O longa, que marca a estreia de Halla na direção de longa-metragens, se destaca por enfatizar o caráter coletivo da situação de Sofia. Em comparação ao sofrimento solitário da protagonista de “O Acontecimento” (outro ótimo drama recente sobre uma gravidez adolescente), por exemplo, é notório como Sofia encontra apoio em suas amigas, que a defendem não só por amor, mas por princípio. 

Essa ênfase encontra reflexos inspirados no roteiro, escrito por Halla e María Elena Morán. A decisão de construir a história em torno de um esporte de grupo é um, assim como é a de fazer de João um apicultor: poucas metáforas traduzem a ideia de esforço coletivo como o mel, produto de centenas de abelhas organizadas. Até os antagonistas agem coletivamente, através de uma organização religiosa. 

PÂNICO E ANSIEDADE NA LUTA CONTRA INIMIGO PLURAL 

O filme levanta uma bandeira queer e liberal, mostrando uma juventude de sexualidade fluida, que vive intensamente ao som do funk e que usa a autoexpressão para transcender suas limitações socioeconômicas. O time de Sofia, que abrange um leque diverso de feminilidades, contrasta com seu entorno e defende suas liberdades individuais diante de um estado de opressão. 
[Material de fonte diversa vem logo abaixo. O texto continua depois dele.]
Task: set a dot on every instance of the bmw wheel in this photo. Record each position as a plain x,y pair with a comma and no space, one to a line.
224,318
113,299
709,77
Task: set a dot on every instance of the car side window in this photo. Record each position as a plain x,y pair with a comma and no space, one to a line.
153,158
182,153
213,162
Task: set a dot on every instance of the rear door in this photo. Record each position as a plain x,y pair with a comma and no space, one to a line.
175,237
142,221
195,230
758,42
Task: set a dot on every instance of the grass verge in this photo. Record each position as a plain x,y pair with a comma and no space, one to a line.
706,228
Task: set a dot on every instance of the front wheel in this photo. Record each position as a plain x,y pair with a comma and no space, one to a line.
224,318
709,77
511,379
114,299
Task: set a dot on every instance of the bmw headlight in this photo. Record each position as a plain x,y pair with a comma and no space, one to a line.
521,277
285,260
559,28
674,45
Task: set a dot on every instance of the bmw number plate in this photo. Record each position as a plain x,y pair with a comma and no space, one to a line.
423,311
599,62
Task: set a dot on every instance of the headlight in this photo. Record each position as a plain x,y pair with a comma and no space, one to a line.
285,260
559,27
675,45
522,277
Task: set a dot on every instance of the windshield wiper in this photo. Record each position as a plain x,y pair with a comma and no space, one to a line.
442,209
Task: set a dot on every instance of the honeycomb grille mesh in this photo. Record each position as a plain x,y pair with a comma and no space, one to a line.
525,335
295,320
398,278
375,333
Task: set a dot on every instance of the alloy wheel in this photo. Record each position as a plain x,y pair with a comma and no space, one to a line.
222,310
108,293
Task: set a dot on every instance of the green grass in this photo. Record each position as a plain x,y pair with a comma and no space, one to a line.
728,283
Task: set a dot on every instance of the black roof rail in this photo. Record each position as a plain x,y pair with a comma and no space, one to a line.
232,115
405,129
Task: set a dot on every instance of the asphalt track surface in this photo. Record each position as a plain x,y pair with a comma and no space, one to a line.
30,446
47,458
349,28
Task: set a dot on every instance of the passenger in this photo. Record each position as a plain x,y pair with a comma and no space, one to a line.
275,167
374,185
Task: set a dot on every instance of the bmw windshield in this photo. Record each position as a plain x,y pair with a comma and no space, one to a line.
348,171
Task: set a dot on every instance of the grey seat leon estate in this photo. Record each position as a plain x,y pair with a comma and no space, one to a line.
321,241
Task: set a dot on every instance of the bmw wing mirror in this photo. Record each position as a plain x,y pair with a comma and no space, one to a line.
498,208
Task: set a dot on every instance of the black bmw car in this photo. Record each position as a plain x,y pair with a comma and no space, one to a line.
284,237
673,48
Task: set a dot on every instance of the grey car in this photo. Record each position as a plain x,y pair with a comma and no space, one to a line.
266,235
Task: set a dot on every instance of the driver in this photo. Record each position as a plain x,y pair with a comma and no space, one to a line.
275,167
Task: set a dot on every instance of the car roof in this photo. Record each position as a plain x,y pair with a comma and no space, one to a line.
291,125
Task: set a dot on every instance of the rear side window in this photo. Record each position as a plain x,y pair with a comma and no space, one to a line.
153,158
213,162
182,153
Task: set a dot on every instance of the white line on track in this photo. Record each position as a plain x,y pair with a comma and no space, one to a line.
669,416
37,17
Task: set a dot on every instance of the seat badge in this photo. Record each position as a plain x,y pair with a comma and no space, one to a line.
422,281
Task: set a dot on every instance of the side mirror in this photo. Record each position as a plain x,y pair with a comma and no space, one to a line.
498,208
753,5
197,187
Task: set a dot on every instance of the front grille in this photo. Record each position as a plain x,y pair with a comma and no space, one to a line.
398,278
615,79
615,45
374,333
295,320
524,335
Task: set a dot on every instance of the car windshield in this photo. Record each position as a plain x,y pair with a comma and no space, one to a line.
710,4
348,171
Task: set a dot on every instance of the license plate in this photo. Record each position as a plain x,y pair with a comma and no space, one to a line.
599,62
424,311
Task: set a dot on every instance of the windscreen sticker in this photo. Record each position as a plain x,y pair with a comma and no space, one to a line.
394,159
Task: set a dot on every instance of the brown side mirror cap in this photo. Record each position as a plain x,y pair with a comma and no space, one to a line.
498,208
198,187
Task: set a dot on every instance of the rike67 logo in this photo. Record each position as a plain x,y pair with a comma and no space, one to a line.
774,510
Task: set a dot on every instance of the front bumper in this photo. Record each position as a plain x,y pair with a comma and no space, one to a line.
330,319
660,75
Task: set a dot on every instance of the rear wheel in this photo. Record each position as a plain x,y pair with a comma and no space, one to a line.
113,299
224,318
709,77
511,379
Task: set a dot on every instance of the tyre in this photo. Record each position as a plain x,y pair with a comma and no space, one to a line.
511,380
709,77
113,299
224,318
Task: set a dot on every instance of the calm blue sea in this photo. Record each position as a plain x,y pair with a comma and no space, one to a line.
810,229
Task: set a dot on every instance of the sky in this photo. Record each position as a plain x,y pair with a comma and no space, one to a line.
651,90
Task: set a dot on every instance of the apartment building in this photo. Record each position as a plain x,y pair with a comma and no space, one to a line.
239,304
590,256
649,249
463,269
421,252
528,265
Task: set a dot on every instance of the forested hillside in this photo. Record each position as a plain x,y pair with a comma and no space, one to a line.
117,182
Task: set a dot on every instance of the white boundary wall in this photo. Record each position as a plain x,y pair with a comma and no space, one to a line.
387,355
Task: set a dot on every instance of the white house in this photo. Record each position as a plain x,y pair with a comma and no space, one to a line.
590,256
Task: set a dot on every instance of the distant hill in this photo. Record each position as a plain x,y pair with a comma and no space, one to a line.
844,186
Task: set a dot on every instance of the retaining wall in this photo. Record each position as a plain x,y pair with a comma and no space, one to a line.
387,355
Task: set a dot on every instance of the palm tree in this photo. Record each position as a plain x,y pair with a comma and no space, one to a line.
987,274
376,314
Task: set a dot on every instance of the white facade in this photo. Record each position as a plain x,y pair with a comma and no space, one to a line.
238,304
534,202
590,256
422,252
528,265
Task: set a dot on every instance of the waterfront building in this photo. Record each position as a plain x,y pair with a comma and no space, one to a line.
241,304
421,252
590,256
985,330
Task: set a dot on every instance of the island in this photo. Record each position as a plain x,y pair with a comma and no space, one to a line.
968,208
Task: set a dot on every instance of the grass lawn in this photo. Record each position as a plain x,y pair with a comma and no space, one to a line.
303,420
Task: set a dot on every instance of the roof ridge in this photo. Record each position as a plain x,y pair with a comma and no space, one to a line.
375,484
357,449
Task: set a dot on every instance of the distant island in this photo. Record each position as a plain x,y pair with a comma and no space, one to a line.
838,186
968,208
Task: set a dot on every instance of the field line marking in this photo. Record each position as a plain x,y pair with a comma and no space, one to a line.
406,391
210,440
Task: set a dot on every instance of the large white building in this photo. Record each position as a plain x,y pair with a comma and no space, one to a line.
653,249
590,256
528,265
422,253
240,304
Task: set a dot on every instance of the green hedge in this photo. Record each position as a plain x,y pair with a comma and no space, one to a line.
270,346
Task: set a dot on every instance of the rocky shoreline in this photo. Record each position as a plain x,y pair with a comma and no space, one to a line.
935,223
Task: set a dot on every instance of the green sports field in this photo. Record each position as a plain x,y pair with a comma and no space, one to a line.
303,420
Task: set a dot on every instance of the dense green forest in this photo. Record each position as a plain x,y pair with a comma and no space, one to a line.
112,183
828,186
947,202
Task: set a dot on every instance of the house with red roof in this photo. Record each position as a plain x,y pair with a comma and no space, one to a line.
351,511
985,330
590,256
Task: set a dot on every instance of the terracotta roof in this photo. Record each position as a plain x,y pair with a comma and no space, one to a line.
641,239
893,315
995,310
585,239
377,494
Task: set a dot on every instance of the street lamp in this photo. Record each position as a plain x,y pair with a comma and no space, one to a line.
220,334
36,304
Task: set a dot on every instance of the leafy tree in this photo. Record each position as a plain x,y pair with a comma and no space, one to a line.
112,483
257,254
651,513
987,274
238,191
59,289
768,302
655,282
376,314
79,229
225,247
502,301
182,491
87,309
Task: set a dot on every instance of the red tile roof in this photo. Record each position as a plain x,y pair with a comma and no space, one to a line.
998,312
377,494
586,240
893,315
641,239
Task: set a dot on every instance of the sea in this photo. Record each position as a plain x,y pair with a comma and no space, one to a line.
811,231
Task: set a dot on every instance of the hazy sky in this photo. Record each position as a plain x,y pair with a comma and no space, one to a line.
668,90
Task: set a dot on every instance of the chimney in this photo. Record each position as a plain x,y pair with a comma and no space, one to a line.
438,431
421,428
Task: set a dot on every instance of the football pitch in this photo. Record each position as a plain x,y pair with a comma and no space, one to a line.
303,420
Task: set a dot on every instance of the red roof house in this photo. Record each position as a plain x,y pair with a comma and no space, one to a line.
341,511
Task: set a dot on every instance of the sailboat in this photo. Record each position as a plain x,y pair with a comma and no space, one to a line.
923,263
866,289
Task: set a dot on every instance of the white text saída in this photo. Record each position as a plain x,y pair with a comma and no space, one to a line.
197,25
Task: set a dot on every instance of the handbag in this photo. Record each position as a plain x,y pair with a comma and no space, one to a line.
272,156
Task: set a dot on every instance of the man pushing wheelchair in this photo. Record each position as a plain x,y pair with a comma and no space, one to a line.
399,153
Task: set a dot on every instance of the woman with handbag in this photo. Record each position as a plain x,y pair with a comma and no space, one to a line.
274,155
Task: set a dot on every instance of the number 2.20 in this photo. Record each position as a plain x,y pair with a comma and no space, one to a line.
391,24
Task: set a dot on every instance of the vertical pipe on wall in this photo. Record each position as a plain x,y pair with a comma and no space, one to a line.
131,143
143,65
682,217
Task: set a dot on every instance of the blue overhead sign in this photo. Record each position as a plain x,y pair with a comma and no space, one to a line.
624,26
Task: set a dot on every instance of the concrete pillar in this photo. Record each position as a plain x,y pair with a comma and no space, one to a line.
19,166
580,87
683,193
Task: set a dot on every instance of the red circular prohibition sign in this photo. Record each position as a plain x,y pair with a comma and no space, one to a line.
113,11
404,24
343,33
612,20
Nesse sentido, “Levante” dá uma roupagem adolescente a alguns dos temas abordados na minissérie “Os Últimos Dias de Gilda“. Ambas as obras falam de um Brasil intolerante, cuja religiosidade foi cooptada para longe da ajuda e do respeito ao próximo em prol de um projeto de poder. 

Halla é precisa em retratar o pânico e a ansiedade de lutar contra esse inimigo plural e insidioso. Em parceria com a diretora de fotografia Wilssa Esser, a editora Eva Randolph, e o desenhista de som Waldir Xavier, a cineasta acompanha Sofia com muitos close-ups, câmera na mão, blackouts dramáticos e efeitos sonoros que reforçam o verdadeiro ataque psicológico que sofre. 

Quando as tensões escalam no terceiro ato, o mais impactante é saber que essas cenas de ficção não estão exatamente distantes de acontecer na vida real. Em seus momentos finais, “Levante” lembra a plateia que são grupos que comandam a barbárie – e também são eles que lideram a resistência.